El otro legionario se sacó del bolsillo de la guerrera un pañuelo. Envueltas en él había dos orejas recién cortadas. Enteras, un buen trabajo.
—Se las llevamos a Suárez, uno de la compañía que colecciona. Las pone a secar al sol, una cochinada, pero antes que dejarlas tiradas allí…
—Schöne Ohren —opinó Klemper, dirigiéndose a Kraus.
—Aber sie riechen wie Dünger —se quejó éste, mientras las envolvía otra vez.
—Ja, jetzt merke ich es.
—Eh, no habléis en esa mierda, que los demás no enteramos y no sabemos si no os estáis cagando en nuestra madre —protestó Gallardo.
—No te preocupes, que no nos cagamos en la madre de nadie —dijo Klemper.
—Y vosotros, ¿adónde vais? —preguntó Gordillo.
Bermejo apartó la mirada y soltó un carraspeo.
—Aquí, al lado. A ocuparnos de un asunto.
—Será un asunto serio, con toda la ferretería que lleváis encima.
—Lo que puedo decirte es que no es asunto tuyo —dijo Bermejo—. Y que no tienes por qué contarle a nadie que nos has visto.
—Ni yo ni el alemán vamos por ahí contando todo lo que vemos.
—Me parece buena política —asintió el sargento—. Anda, llevaos esas cabras.
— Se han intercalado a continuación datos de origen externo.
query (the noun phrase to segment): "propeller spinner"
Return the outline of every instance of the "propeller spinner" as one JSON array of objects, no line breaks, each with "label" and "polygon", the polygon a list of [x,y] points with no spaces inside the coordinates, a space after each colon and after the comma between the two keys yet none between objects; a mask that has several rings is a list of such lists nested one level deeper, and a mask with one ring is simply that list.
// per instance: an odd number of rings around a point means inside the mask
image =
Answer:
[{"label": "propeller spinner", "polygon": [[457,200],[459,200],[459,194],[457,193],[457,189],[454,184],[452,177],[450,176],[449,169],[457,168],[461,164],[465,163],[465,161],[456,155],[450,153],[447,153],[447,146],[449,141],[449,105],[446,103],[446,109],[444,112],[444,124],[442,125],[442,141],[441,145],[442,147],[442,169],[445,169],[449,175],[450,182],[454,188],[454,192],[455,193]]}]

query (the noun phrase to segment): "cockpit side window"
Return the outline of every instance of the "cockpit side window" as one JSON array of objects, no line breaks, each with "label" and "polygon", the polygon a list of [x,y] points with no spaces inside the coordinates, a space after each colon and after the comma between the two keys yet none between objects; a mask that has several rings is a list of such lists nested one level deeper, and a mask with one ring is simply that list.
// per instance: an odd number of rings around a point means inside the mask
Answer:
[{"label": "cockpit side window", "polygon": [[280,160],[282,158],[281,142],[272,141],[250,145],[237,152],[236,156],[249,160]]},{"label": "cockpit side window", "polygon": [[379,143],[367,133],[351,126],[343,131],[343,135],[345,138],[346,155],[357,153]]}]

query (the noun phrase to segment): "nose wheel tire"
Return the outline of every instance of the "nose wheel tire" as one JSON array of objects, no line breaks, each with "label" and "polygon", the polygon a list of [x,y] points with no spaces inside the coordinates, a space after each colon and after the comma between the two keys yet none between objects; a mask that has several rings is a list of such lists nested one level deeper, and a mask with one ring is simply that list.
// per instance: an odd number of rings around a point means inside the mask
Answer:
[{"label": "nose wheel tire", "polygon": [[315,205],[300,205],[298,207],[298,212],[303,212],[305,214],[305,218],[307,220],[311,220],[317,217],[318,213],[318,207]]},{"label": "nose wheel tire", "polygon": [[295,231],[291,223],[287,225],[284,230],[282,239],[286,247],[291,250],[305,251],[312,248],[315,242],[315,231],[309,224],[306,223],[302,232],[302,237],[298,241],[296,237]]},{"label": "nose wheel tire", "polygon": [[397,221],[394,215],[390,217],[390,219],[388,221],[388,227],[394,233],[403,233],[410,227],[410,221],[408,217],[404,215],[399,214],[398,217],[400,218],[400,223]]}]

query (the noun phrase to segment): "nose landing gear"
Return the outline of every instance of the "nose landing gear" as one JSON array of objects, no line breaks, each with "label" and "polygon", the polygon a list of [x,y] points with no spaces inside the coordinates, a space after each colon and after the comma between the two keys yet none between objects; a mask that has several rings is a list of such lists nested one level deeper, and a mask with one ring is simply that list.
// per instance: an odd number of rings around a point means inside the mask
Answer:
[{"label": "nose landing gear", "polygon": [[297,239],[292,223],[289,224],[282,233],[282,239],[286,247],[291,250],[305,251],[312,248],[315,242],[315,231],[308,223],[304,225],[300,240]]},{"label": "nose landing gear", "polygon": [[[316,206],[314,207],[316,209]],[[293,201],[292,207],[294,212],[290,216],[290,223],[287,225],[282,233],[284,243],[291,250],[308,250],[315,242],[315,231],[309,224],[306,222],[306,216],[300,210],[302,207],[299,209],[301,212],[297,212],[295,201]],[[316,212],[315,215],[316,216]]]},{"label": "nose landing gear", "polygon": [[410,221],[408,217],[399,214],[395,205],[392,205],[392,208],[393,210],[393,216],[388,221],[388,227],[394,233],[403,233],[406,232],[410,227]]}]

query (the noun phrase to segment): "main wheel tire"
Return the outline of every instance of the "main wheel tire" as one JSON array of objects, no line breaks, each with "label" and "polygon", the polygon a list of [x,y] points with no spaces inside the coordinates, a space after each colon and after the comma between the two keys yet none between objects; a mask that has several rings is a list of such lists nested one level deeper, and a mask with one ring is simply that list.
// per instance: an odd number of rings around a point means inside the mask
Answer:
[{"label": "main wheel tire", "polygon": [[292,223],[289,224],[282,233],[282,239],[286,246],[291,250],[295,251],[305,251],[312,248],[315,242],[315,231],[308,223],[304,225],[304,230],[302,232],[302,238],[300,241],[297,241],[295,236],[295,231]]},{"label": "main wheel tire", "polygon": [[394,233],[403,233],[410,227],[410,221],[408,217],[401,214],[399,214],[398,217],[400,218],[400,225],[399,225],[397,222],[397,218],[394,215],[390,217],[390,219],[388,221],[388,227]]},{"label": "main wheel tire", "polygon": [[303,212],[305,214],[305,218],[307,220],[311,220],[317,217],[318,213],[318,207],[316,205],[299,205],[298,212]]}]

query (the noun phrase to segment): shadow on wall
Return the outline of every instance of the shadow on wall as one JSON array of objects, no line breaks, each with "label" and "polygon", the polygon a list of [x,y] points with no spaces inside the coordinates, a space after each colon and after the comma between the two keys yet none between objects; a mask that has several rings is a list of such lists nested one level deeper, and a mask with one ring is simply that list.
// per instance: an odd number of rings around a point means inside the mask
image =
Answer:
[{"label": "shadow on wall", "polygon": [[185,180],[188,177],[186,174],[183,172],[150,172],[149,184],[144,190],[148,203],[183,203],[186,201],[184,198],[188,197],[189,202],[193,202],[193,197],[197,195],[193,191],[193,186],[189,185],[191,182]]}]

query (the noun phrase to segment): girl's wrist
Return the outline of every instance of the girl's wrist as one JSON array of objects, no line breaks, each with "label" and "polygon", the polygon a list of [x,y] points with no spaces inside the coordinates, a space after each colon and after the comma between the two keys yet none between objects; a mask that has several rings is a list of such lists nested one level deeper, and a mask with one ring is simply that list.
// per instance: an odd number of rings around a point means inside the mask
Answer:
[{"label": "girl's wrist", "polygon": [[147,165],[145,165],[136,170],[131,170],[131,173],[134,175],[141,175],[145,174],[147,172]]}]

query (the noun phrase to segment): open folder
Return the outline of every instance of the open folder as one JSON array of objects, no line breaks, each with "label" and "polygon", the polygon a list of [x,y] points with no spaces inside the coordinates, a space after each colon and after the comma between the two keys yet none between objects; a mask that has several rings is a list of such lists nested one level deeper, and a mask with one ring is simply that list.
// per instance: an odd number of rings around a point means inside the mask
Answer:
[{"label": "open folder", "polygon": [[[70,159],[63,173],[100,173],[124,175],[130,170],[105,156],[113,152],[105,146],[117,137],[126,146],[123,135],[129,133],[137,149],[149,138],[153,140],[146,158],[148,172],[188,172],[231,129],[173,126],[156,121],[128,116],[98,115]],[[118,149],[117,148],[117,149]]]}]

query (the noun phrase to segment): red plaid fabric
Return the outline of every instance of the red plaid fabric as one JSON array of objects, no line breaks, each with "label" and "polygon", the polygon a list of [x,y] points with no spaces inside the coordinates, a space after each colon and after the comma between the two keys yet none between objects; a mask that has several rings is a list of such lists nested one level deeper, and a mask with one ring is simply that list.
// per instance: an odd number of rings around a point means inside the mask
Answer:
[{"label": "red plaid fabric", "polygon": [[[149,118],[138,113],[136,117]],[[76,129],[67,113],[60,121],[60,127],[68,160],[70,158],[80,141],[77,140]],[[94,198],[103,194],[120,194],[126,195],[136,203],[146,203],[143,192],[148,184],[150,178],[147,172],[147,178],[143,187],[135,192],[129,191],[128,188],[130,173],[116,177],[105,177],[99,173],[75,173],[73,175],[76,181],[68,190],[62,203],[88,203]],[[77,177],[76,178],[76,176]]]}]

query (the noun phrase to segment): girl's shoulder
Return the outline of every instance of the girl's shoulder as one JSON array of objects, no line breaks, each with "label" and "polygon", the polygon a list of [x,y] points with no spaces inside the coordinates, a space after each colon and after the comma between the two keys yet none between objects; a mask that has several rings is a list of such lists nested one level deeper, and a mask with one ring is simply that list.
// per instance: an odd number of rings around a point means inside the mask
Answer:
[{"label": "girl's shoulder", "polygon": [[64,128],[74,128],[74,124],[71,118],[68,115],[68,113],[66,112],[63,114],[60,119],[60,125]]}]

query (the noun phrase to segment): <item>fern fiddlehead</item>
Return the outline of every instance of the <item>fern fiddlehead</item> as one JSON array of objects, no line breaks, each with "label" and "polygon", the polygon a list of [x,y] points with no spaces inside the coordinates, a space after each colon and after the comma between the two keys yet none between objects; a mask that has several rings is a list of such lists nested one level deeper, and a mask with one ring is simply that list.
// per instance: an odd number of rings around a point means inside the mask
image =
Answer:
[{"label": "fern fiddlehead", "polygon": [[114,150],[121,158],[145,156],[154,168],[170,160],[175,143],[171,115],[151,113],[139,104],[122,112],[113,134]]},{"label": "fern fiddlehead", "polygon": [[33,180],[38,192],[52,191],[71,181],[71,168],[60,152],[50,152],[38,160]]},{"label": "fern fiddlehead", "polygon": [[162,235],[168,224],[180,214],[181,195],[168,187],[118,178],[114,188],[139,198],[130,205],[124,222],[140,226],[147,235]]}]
Y que os aprovechen.
—Eso no lo dude. Mañana mismo le dan sustancia al rancho de la compañía.
—Pues vamos. Con Dios.
—Con Dios.
Gordillo y Kraus no se hicieron de rogar más. Se alelaron por el camino hacia el campamento, con las dos cabras, los cien cartuchos, las dos orejas cortadas. Y con Dios, pensó Faura, sonriéndole a nadie en la oscuridad.